I have requested 60GB memory and 16 cpus per fmriprep job, distributed by subject on our HPC. I have --mem_mb 48000 and --nthreads 10 in my fmriprep command. In looking at the job reports, there are times when the memory use spikes above 60GB. When this happens the main process is not killed, but the job hangs indefinitely.

My current solution is to give the memory more headroom (requesting 120GB and --mem_mb 48000), so far the jobs are running ok but I’d like to know why this is happening and if I’m doing something wrong.

My fmriprep 21.0.2 command:

singularity run --cleanenv                                                      \
	-B ${TEMPLATEFLOW_HOST_HOME}:${SINGULARITYENV_TEMPLATEFLOW_HOME}            \
	-B ${TMPDIR}/in:/in                                                         \
	-B ${TMPDIR}/out:/out                                                       \
	-B ${TMPDIR}/wrk:/wrk                                                       \
	${container} /in /out/${s} participant                                      \
	--participant_label ${s}                                                    \
	-w /wrk/${s}                                                                \
	--nthreads 10                                                               \
	--mem_mb 48000                                                              \
	--fs-license-file ${license}                                                \
	--output-spaces fsaverage6 fsLR MNI152NLin2009cAsym                         \
	--cifti-output                                                              \
	--skip-bids-validation                                                      \
	--notrack                                                                   \
	--use-aroma                                                                 \
	--error-on-aroma-warnings

Steven · June 9, 2022, 8:06pm

Hello,

You can try adding the -low-mem flag or lowering the number of threads. It’s also worth noting your call involves a lot of non-standard processes (resamplings, cifti, aroma, etc). Are there multiple runs per subject? How long are the acquisitions? Has recon-all already been run (and are there multiple T1s)?

You don’t have to answer this, but these are all considerations as to why your call is using a lot of memory.

Best,
Steven

dmoracze · June 9, 2022, 8:31pm

Yeah, I’m prepping HCP resting state, so lots of data. I guess I was just surprised that fmriprep is spiking past the memory limit I gave it.

effigies · June 9, 2022, 8:47pm

The estimates of memory usage aren’t particularly great when working with very long BOLD series. We do need to improve them. If you have an interest in contributing, I can describe what needs doing to determine them.
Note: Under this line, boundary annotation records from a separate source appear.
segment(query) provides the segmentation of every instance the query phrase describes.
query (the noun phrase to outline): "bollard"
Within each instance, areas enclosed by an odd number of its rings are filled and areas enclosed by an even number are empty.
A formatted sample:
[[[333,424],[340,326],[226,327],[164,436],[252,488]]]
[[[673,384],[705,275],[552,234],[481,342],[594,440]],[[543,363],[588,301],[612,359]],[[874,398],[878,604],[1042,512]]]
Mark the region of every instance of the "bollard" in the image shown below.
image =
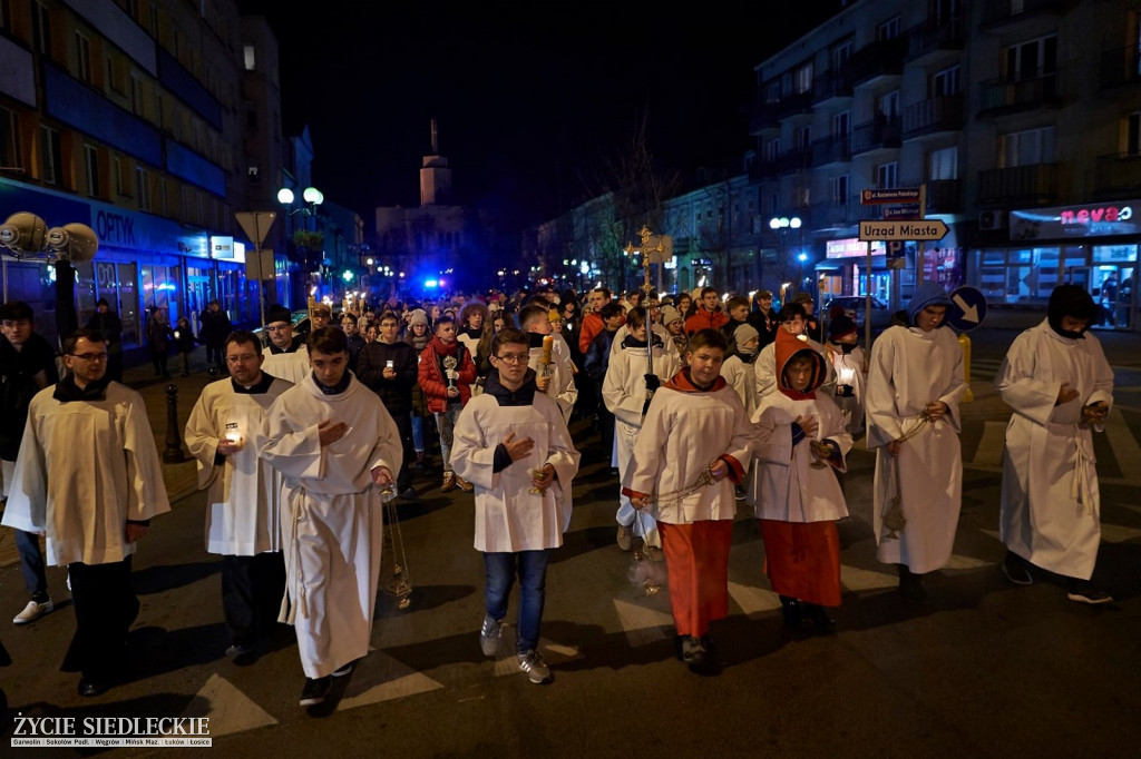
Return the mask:
[[[178,386],[167,385],[167,450],[162,451],[163,464],[181,464],[186,460],[183,439],[178,434]]]
[[[963,349],[963,382],[966,383],[966,390],[963,391],[958,402],[970,403],[974,400],[974,393],[971,392],[971,338],[965,332],[958,336],[958,346]]]

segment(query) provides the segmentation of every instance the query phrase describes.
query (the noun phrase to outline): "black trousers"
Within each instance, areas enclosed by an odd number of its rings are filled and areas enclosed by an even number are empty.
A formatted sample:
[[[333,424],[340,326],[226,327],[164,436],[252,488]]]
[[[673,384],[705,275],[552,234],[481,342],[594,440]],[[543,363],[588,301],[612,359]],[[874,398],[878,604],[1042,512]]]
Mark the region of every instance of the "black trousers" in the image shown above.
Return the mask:
[[[131,587],[131,557],[110,564],[67,565],[75,606],[75,635],[64,659],[64,671],[106,683],[122,664],[127,631],[139,613]]]
[[[285,556],[280,550],[221,557],[221,607],[235,645],[253,646],[274,629],[285,594]]]

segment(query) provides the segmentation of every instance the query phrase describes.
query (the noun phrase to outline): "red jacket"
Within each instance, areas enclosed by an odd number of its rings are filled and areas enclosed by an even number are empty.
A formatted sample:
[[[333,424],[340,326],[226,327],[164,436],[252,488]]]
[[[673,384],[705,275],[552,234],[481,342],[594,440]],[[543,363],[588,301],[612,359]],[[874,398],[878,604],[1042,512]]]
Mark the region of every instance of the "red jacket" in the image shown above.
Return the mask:
[[[440,361],[445,356],[455,356],[458,364],[456,372],[460,376],[455,379],[455,386],[460,389],[460,403],[467,406],[471,400],[471,383],[476,381],[476,365],[471,360],[471,351],[460,341],[451,345],[445,345],[439,337],[432,337],[428,348],[420,354],[420,390],[424,393],[428,402],[428,410],[434,414],[442,414],[447,410],[447,377],[444,376],[444,367]]]
[[[698,308],[694,316],[686,319],[686,334],[693,335],[698,329],[720,329],[729,324],[729,317],[725,311],[706,311]]]

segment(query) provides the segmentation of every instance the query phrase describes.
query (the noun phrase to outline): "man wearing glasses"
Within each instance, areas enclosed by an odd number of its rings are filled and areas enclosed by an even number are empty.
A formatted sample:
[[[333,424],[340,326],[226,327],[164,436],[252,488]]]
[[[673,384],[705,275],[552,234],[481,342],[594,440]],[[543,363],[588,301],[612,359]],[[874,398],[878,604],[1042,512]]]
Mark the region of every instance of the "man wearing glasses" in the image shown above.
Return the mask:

To be clear, are you running into issues with resident memory (actually allocated pages loaded into RAM) or virtual memory (address space assigned to processes)? Many HPCs set overcommit policies that cause the kernel to treat pages that never get loaded anywhere as “allocated” and count against your space limits. The only fix there is to request more memory, because we have very little control over how much memory processes claim from the kernel.